Mayor Ras Baraka delivers 2019 Newark State of the City Address
Newark Mayor Ras Baraka delivered his first State of the City address since being reelected last May, with a message highlighting investment in the city and its children, while defending an increase in development.
Amazon passed on Newark as a location for its new headquarters, but Baraka says the consideration was a major victory and believes opponents were wrongheaded for being skeptical.
“We are courting even a small measure of those 50,000 direct jobs or the 70,000 to 100,000 indirect jobs,” Baraka told the crowd at NJPAC. “It’s a privileged decision to say we reject jobs because we refuse to even have talks with Amazon. When our people are unemployed, we have no right to walk away from a deal like that.”
Even without Amazon, Baraka says unemployment among city residents is at a fifty-year low. Still he believes future companies that invest in Newark need to think local.
“If you have not hired Newark employees, then you are missing the boat. If you are not spending money with local businesses, then your use in our town is waning. We need you to be a part of Newark. We don’t need you to benefit from Newark. We need you to be a part of Newark’s growth,” he said.
Several initiatives introduced into Newark schools during the Baraka administration has high school graduation rates up, with more of those students enrolling in college. But Baraka says minorities still face a disadvantage.
“They are being left behind purposefully and systemically,” he said. “We can no longer be satisfied with the one or two tokens we have in the AP classes. Or the one or two in the pre-college programs. Or the ten that you allow to go to magnate schools. Or the three that are in honors tracks. The list can go on and on.”
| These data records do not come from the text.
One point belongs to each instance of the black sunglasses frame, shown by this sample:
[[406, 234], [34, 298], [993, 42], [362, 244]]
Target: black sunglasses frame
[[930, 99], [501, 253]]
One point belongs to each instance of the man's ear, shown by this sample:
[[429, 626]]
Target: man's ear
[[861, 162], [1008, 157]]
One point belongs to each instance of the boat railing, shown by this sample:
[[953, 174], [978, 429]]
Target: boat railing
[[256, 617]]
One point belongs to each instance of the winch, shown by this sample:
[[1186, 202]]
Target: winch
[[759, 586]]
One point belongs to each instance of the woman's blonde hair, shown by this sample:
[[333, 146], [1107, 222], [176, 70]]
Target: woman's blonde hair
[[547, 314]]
Baraka touts that there’s cranes building new projects through investments in every city ward and says development with smart budgeting has the city on the road to recovery.
“We’re building our city because our children need jobs, because our babies are being killed, because people are impoverished. Because they don’t have the opportunity or access to health care and education. We build our city because we have to damn choice to do anything else.”